2) The coarse-haired wombat is a nocturnal marsupial which means that the adult wombats live in the dark and the baby wombats live in the pouch. Unlike a lot of mammal species that have a breeding ‘season’, making it easy to divide the children into school groups, wombats just have a year round free for all. The baby wombat, or joey if you’d prefer, is born into the world about the size of a jelly bean. It then crawls through the mother’s fur until it reaches the pouch on the mum’s belly where it can access the milk and live a quiet life for the next five months as it develops into something a little more David Attenborough and a little less Nightmare on Elm Street. The joey  depends on the female  for around a year and a half and even after it first leaves the pouch, it will frequently creep back in for milk or to escape scary sights and sounds. Much like a bug hug from your mum. It will finally start to fend for itself after a quite reasonable seven months of age.

 

A coarse-haired wombat. Image taken by J. J. Harrison. (Image taken from commons.wikimedia.org)

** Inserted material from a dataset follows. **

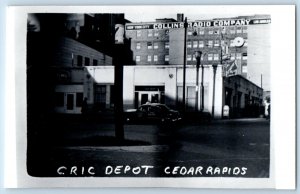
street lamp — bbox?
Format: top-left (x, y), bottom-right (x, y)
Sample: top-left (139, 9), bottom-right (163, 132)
top-left (195, 51), bottom-right (203, 111)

A coarse-haired wombat. Image taken by J. J. Harrison.
(Image taken from commons.wikimedia.org)

3) The wombat has impressive teeth that never stop growing and so require a little maintenance to stop it resembling a vegetarian sabre-tooth cat. Fortunately this maintenance is easy and requires little more than eating a lot. The wombat’s diet comprises grasses, roots, and bark which are all tough enough to wear down the would be elephantine tusk length teeth. (Slight exaggeration.)

 

4) Not one to be a lazy layabout and steal the home of another, much like many of the animals we have visited over the past year, the coarse-haired wombat will dig its own burrow. Which must be a sweaty job given how big and fat they are/look. (Again, no offense intended to the lady coarse-haired wombats). It will find a suitable piece of land to own in an open grassland or eucalyptus forest and excavate an extensive blueprint of tunnels and chambers. Whilst other species of wombat are more gregarious party lovers who prefer to have house-mates, the coarse-haired wombat is a loner, opting for the quiet life and privacy of a secluded burrow to itself.

 

5) Unfortunately for the coarse-haired wombat, humans have introduced domestic dogs and then failed to look after them, resulting in a disease called sarcoptic mange, which a quick internet search will demonstrate, is a pretty high level of oh dear. Sadly, the wombat individuals that live on the fringes of their home-range, i.e. nearest to the hot zone of human presence, can be at high risk from catching this horrible disease. Whilst in Victoria, the coarse-haired wombat is classed as vermin, it is protected in other areas and is overall classed as Least Concern on the IUCN Red List of threatened species.